The Soros system was also a mostly unremarkable one, except that nobody had ever bothered to terraform any of its planets. Farsight Exploration, one of the original deep-space corps, owned the only habitable outpost there, which is to say that they effectively owned the system itself, for what it was worth.

Far from exploration, Farsight had long-since turned its hand to mineral extraction. Many believed that they maintained the station there, with all the expensive supply-chain issues this implied, merely as a launchpad for a second great rush for resources, should one ever occur. The mineral wealth sent back to the more occupied regions of Farsight space just about paid for the outpost’s existence.

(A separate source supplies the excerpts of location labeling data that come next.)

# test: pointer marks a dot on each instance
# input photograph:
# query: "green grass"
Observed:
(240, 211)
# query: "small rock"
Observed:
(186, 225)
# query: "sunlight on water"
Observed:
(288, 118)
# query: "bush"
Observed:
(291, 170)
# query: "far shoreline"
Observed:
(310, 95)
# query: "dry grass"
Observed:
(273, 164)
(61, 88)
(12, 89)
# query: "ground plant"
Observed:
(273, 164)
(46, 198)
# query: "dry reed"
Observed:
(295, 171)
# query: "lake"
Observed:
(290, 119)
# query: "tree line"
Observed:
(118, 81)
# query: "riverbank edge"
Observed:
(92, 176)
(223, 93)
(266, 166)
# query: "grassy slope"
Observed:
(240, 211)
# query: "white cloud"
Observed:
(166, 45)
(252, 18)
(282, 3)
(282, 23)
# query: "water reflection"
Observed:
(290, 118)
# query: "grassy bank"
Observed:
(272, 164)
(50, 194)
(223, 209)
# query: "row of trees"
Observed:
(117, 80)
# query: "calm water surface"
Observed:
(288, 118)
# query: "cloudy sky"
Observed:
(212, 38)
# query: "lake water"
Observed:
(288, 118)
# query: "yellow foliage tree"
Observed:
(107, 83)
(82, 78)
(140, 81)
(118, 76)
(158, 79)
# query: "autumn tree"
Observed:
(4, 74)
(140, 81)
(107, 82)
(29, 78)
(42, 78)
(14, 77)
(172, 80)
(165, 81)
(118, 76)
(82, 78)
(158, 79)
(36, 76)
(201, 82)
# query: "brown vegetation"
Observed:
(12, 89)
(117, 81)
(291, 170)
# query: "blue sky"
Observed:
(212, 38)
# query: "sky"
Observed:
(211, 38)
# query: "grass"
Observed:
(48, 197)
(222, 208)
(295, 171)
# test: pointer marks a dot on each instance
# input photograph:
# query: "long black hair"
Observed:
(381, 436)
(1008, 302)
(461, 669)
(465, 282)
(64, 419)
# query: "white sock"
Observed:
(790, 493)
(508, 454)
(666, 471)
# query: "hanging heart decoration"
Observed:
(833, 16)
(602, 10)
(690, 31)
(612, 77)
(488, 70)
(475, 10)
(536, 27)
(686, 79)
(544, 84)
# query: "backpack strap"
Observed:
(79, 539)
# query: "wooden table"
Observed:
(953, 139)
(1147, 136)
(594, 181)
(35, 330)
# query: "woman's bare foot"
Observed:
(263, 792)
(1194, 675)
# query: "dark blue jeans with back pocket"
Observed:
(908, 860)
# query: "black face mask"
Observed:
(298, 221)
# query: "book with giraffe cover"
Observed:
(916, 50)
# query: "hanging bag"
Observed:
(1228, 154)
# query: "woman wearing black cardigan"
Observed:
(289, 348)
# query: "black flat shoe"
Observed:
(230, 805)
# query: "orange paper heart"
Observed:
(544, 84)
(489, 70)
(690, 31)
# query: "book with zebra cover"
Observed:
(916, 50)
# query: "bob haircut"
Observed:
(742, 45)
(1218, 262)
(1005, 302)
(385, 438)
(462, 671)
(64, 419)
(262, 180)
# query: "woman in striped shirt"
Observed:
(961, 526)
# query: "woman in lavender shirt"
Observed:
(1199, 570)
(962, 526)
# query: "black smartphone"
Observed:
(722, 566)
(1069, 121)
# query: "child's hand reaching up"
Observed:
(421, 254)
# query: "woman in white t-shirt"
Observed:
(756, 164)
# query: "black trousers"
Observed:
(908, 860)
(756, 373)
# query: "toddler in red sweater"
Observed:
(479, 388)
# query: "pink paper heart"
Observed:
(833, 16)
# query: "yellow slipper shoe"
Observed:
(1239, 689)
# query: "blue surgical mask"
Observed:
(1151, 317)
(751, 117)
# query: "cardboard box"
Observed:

Macao Station: a standard Farsight mining base, made from prefab pieces shipped from the neighbouring Platini system in the great echoing bellies of the original pioneer-ships, then bolted together more as cost than liveability dictated. An island at the extremity of human space. A singular, distant monument to the fallen drive for expansion. A sentinel at the trailing edge of infinity.

Alone. . .

Chapter One

Darkness, cold, an echoing icy tomb without air. The man moved slowly, suited and clumsy, floating down the tunnel. He didn’t know why he was there. But he had been drawn. . . compelled. It made no sense.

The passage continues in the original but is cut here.